Et elle s’éloigna vers les escaliers sous mon regard abasourdi. Au bout d’un silence, Yanika soupira :
— « Tu as dit des mots de trop, frère. Doux rêves. »
Et elle s’empressa de suivre Orih en montant les escaliers. Jiyari continuait de balancer la tête contre la table et de délirer tout bas. Je massai ma joue. Bien qu’il ait résonné dans toute la taverne, le coup n’avait pas été très fort. Attah… Jusqu’à présent, très peu de gens s’étaient réellement fâchés avec moi —il n’était pas facile de s’emporter contre quelqu’un qui ne pouvait pas vraiment se mettre en colère— et j’avais très peu d’expérience pour gérer une situation comme celle-ci. Il valait mieux laisser Yanika s’occuper de la calmer. Cependant… Je secouai la tête, confus.
— « Je n’ai fait que répéter les paroles de mon père sans y penser… Attah. Parfois j’oublie que je parle à des saïjits sans Datsu… Saoko. Toi, qu’est-ce que tu en penses ? S’est-elle fâchée pour de bon ? »
Le drow me jeta un regard las et finit son verre de vin de zorf avant de déclarer :
— « Aucune idée. Ce n’est pas mon problème. »
Je lui lançai un regard en coin et soupirai. Demander des conseils à Saoko sur le comportement saïjit, c’était comme demander des zorfs à un arbre tawman.
— « Enfin, » dis-je, en me levant et en jetant un coup d’œil à la triste figure de Jiyari. Orih s’était peut-être fâchée, mais elle me laissait bel et bien m’occuper du présumé Pixie… « Mar-haï. On va devoir mettre le Champion quelque part. Nous avons un autre lit dans la chambre… Tu me donnes un coup de main, Saoko ? »
À mon soulagement, le drow, cette fois-ci, ne se déroba pas et m’aida. Nous mîmes Jiyari sur pied et celui-ci toussa, se racla la gorge et cligna des yeux.
— « Par-hips-don d’arriver… hips… si tard, maître… hips… Jok. »
Il délirait, s’imaginant probablement qu’il rentrait à son sanctuaire après une soirée festive. Je roulai les yeux, tandis que nous le traînions sur le plancher de la taverne.
— « Maî-tre, » sanglota soudain Jiyari. « Crois-moi. Je dois aller trouver les… hips ! Pixies… Je dois… »
Il répéta plusieurs fois la même chose et, finalement, alors que nous arrivions en haut des escaliers, il termina la phrase :
— « Je ne veux pas que tu me laisses… hips… seul. Maître… Tous… nous les avons tués… tous… détruits… tous… morts… »

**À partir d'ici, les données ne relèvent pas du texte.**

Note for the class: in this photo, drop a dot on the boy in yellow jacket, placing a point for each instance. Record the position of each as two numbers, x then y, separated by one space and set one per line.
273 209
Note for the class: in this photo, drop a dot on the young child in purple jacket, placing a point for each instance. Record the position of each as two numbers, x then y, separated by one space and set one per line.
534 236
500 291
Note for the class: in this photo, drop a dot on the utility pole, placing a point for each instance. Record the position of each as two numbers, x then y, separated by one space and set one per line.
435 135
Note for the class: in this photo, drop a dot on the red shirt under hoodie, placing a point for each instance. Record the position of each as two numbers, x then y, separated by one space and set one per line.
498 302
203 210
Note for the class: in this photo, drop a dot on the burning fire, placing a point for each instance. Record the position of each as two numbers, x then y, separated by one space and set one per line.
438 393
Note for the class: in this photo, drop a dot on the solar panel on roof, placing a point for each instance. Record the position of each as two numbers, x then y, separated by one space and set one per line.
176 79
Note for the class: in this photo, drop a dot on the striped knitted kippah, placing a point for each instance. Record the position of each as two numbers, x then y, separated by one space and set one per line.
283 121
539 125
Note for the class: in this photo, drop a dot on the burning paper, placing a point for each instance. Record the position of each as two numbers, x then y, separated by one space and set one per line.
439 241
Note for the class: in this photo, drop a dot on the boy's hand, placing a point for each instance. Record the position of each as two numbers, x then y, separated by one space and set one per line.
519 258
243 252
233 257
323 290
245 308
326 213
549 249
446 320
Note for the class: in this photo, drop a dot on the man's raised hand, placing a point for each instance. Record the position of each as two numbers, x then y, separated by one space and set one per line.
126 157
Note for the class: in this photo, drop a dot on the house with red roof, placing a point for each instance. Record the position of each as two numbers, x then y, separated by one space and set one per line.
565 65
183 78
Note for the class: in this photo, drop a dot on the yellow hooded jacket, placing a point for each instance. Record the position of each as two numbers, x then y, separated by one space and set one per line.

Il sanglota. Par Sheyra… Ses paroles commençaient à m’inquiéter sérieusement. Était-il raisonnable de laisser ce type bizarre dans la même chambre que nous ?
Subitement, Jiyari recouvra un certain équilibre et, entre ses mèches blondes désordonnées, je vis ses yeux sombres plonger dans les miens. Il dit d’une voix rauque :
— « Je ne suis pas… fou. »
Après cette affirmation douteuse, il baissa la tête et s’endormit. J’échangeai un regard indécis avec Saoko ; bon, en fait, celui-ci n’était pas exactement indécis, il semblait plutôt attendre de voir si je me décidais à faire entrer Jiyari dans la chambre ou si j’allais le laisser dehors. Mais le laisser dehors signifiait le laisser dans l’avenue, où il pouvait arriver n’importe quoi à l’apprenti… Je fis claquer ma langue et marmonnai :
— « Entrons. »
* * *
Les trois jours suivants, nous ne revîmes pas Jiyari. Une fois réveillé et lucide, le jeune blond avait lâché un « désolé » honteux et était retourné à sa propre auberge. Orih ne me reparla pas de lui. De fait, durant ces trois jours, je la vis se comporter de façon étrange. Elle me regardait quand je ne la regardais pas, détournait les yeux pour ne pas croiser les miens, mais, au lieu de rougir comme l’aurait fait Sanaytay, elle se renfermait sur elle-même et adoptait une expression grave peu habituelle chez elle.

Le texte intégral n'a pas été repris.